When I took a leasurely walk this morning I admired the beautiful snow capped peaks of the mountains all around. This time of year people either talk about how they are glad that the snow is not yet impacting traffic or they wish for the fluffy stuff in anticipation of time spent crunching through a white wonderland, skiing, sledding, building snow figures or digging tunnels and piles. Scientifically, snow is nothing more than rain forced into its crystalline form by low temperatures in the clouds and the air it falls through.
There is a snow that is not made out of water, but falls in the water: it is called marine snow. Like real snow marine snow is also a seasonal occurrence, but it is most commonly associated with seasons of high surface water productivity. Marine snow is composed of various chunks and pieces of marine algae and pieces of dead plankton animals, as well as their fecal matter clumped together to form the “snowflakes” which, because of their size and density start sinking to the bottom. Some phytoplankton, plant-like photosynthetic cells that live near the sunlit surface and some of the gelatinous zooplankton organisms like salps and jellies secrete a sugary mucus, that provides the glue to form the marine snow. Seen under the microscope marine snow looks like the ocean’s equivalent of dust bunnies: everything from dirt particles, hairs, antennae, pieces of the discarded exoskeletons of various small crustaceans, pieces of diatoms and seaweeds, dust and any plant pollen that the wind may have carried onto the ocean.

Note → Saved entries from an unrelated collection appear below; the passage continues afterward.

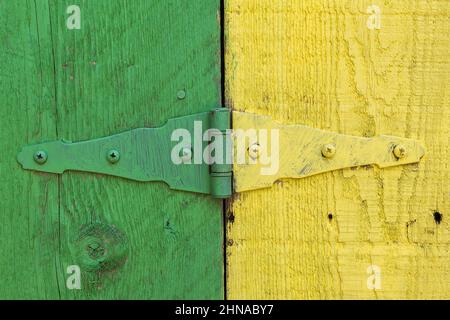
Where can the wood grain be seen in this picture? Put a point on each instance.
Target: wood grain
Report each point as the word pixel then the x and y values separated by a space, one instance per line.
pixel 29 202
pixel 316 63
pixel 122 70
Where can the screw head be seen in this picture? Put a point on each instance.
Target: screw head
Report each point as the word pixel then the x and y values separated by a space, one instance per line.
pixel 40 157
pixel 186 155
pixel 400 151
pixel 181 94
pixel 329 150
pixel 113 156
pixel 254 150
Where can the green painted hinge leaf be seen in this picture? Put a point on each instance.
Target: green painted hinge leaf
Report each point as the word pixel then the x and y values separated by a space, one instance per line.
pixel 200 153
pixel 146 154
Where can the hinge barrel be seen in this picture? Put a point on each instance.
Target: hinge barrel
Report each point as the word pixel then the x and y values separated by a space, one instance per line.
pixel 221 168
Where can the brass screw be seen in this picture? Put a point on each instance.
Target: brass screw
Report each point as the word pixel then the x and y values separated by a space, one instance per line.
pixel 40 157
pixel 113 156
pixel 253 151
pixel 329 150
pixel 400 151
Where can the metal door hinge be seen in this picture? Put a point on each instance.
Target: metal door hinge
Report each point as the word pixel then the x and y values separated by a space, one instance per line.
pixel 200 153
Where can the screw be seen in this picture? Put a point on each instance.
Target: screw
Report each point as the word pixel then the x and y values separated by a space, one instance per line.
pixel 329 150
pixel 40 157
pixel 113 156
pixel 400 151
pixel 254 150
pixel 186 154
pixel 181 94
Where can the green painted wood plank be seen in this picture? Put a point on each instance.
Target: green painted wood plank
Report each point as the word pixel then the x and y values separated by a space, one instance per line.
pixel 29 202
pixel 123 70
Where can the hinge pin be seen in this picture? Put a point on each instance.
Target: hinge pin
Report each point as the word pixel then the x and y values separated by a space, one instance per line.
pixel 329 150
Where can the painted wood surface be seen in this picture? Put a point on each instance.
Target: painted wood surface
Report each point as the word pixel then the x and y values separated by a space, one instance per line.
pixel 127 67
pixel 325 64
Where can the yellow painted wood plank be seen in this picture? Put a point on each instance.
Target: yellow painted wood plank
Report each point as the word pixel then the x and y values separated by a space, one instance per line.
pixel 330 65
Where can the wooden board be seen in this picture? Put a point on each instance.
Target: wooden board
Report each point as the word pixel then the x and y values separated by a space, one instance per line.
pixel 319 64
pixel 122 70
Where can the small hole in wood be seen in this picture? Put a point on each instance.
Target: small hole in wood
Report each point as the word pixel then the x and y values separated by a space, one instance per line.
pixel 437 217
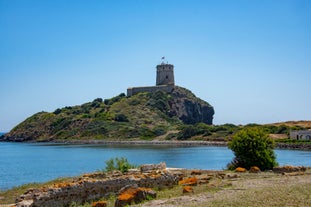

This description of marine snow reminds me very much of the stuff that sticks to the sponge when I clean around the house: everything that exists only for the purpose of being cleaned and washed away. Nature of course has much better ways of dealing with the ocean’s dust bunnies and nothing is ever wasted. Marine snow is actually the food base for a multitude of organisms that live in the largest ecosystem we have on earth: the abyssal plains, the vast expanses of deep sea floor that stretch along most of the ocean’s basins. There, where sunlight never reaches, food is scarce. For many years, we thought that there could not be any life in those dark and inhospitable environments. However, the more we learn about the deep sea the more life forms we find. For many of those bottom dwellers the table gets set when the marine snow begins to fall. Packed with organic sugars and proteins, and spicked with bacteria marine snow provides sustenance for animals living in and on the bottom sediment.
When I was in College in Germany I had a summer job as a research diver assisting in marine collections and miscellaneous underwater projects for a Biological Station in the North Sea. I remember one assignment with a film crew that came to film marine snow and study it. Today, I can just read about it on Wikipedia or a more sophisticated government website, but it is kind of cool to remember when researchers were still puzzled by the phenomenon and needed to go to great length to learn about it all.
Let the bottom dwellers in the ocean wait for marine snow to gain a few calories to get them through the winter. In the meantime I will wait for the white crystals, so I can get out my skis, burn off some calories and enjoy the invigorating cool fluff.